Let's write a query to join products and orders using $lookup. We are using the reference id productId from the orders collection

db.orders.aggregate([
    {
        $lookup: {
            from: "products",
            localField: "productId",
            foreignField: "_id",
            as: "productDetails"
        }
    }
]);

The above query will display the result as follows:

[
  {
    "_id": 1,
    "customerName": "Alice",
    "orderDate": "2023-08-01",
    "price": 1000,
    "productDetails": [
      {
        "_id": 101,
        "brand": "TechCorp",
        "productName": "Laptop",
        "specs": [
          "16GB RAM",
          "512GB SSD",
          "Intel i7"
        ]
      }
    ],
    "productId": 101,
    "quantity": 2,
    "shippingCity": "New York"
  },
  {
    "_id": 2,
    "customerName": "Bob",
    "orderDate": "2023-08-05",
    "price": 50,
    "productDetails": [
      {
        "_id": 102,
        "brand": "AudioTech",
        "productName": "Headphones",
        "specs": [
          "Noise Cancelling",
          "Bluetooth",
          "8hr Battery"
        ]
      }
    ],
    "productId": 102,
    "quantity": 5,
    "shippingCity": "Los Angeles"
  },
  {
    "_id": 3,
    "customerName": "Charlie",
    "orderDate": "2023-08-05",
    "price": 1000,
    "productDetails": [
      {
        "_id": 101,
        "brand": "TechCorp",
        "productName": "Laptop",
        "specs": [
          "16GB RAM",
          "512GB SSD",
          "Intel i7"
        ]
      }
    ],
    "productId": 101,
    "quantity": 1,
    "shippingCity": "New York"
  },
  {
    "_id": 4,
    "customerName": "Alice",
    "orderDate": "2023-08-08",
    "price": 20,
    "productDetails": [
      {
        "_id": 103,
        "brand": "TechCorp",
        "productName": "Mouse",
        "specs": [
          "Wireless",
          "Optical"
        ]
      }
    ],
    "productId": 103,
    "quantity": 3,
    "shippingCity": "Boston"
  },
  {
    "_id": 5,
    "customerName": "Eve",
    "orderDate": "2023-08-09",
    "price": 70,
    "productDetails": [
      {
        "_id": 104,
        "brand": "TechWorks",
        "productName": "Keyboard",
        "specs": [
          "Mechanical",
          "RGB Backlit"
        ]
      }
    ],
    "productId": 104,
    "quantity": 1,
    "shippingCity": "San Francisco"
  }
]

You can see from the above response that an additional field productDetails is added which itself is an array and includes the matching documents based on the "joined" collection.

$unwind

This aggregation deconstructs an array field from the input documents to output a document for each element.

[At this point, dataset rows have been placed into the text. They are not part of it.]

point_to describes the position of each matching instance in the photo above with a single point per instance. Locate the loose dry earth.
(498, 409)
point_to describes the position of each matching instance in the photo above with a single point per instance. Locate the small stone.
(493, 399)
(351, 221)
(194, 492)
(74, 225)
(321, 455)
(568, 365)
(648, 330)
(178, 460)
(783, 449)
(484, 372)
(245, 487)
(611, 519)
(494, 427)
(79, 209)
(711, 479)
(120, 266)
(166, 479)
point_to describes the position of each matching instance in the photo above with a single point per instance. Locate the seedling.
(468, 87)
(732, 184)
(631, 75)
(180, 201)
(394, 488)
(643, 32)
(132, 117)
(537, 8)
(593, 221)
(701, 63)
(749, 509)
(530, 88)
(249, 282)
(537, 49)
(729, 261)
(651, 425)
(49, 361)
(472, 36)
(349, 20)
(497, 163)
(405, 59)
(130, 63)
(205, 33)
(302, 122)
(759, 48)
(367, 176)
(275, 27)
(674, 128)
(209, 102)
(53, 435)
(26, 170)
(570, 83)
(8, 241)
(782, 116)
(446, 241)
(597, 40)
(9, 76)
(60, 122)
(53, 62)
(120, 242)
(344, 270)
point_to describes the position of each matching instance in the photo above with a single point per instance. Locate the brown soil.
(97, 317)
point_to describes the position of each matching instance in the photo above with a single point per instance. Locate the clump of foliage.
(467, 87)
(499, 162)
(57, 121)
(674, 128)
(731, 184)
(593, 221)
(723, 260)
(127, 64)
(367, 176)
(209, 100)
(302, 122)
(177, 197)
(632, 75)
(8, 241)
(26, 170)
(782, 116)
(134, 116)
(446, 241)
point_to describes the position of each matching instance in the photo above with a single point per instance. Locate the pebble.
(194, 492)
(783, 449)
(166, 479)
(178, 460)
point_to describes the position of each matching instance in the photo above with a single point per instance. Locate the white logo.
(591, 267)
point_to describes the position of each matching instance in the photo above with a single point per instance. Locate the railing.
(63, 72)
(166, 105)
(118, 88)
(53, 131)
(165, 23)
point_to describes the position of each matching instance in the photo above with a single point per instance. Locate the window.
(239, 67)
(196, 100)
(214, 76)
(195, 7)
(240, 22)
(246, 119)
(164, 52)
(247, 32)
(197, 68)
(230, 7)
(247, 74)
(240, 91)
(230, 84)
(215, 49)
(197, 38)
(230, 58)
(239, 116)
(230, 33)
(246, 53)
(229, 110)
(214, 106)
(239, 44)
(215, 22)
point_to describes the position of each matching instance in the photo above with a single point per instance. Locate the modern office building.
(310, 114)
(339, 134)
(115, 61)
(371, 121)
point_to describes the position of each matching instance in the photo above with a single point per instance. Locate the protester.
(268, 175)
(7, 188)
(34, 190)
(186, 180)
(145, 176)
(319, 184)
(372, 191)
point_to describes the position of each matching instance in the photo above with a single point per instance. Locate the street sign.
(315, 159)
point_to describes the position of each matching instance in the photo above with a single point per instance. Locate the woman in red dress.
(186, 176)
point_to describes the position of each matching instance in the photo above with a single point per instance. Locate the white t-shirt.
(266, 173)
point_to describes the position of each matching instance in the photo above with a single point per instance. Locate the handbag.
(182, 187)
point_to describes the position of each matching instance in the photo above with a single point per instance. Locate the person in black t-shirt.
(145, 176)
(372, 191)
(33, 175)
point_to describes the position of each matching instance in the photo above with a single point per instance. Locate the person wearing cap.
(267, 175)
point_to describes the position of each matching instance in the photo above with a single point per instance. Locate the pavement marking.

Each output document is the input document with the value of the array field replaced by the element.

The prototype form used for $unwind aggregation is as follows:

{
  $unwind:
    {
      path: <field path>,
      includeArrayIndex: <string>, // Optional
      preserveNullAndEmptyArrays: <boolean> // Optional, default value: false
    }
}

Let's use $unwind aggregation on the Product specs field of products collection: The syntax for the query will be as follows:

db.products.aggregate([
    {
        $unwind: {path:  "$specs" }
    }
]);

The response to using $unwind will be deconstructed form of specs array field:

[
  {
    "_id": 101,
    "brand": "TechCorp",
    "productName": "Laptop",
    "specs": "16GB RAM"
  },
  {
    "_id": 101,
    "brand": "TechCorp",
    "productName": "Laptop",
    "specs": "512GB SSD"
  },
  {
    "_id": 101,
    "brand": "TechCorp",
    "productName": "Laptop",
    "specs": "Intel i7"
  },
  {
    "_id": 102,
    "brand": "AudioTech",
    "productName": "Headphones",
    "specs": "Noise Cancelling"
  },
  {
    "_id": 102,
    "brand": "AudioTech",
    "productName": "Headphones",
    "specs": "Bluetooth"
  },
  {
    "_id": 102,
    "brand": "AudioTech",
    "productName": "Headphones",
    "specs": "8hr Battery"
  },
  {
    "_id": 103,
    "brand": "TechCorp",
    "productName": "Mouse",
    "specs": "Wireless"
  },
  {
    "_id": 103,
    "brand": "TechCorp",
    "productName": "Mouse",
    "specs": "Optical"
  },
  {
    "_id": 104,
    "brand": "TechWorks",
    "productName": "Keyboard",
    "specs": "Mechanical"
  },
  {
    "_id": 104,
    "brand": "TechWorks",
    "productName": "Keyboard",
    "specs": "RGB Backlit"
  }
]

Best Practices

Like any other high-performance tool, MongoDB also performs best when it is used properly. Here are some of the best practices for making your MongoDB perform best.

  1. Schema Design: Use embedded documents for data that are used more often for read operations. Use of references for data that won't be accessed every time.

  2. Indexes: Always index fields that are often required, for e.g productId in the orders collection.

  3. Aggregation: Use $match early to reduce the amount of data that subsequent stages need to process.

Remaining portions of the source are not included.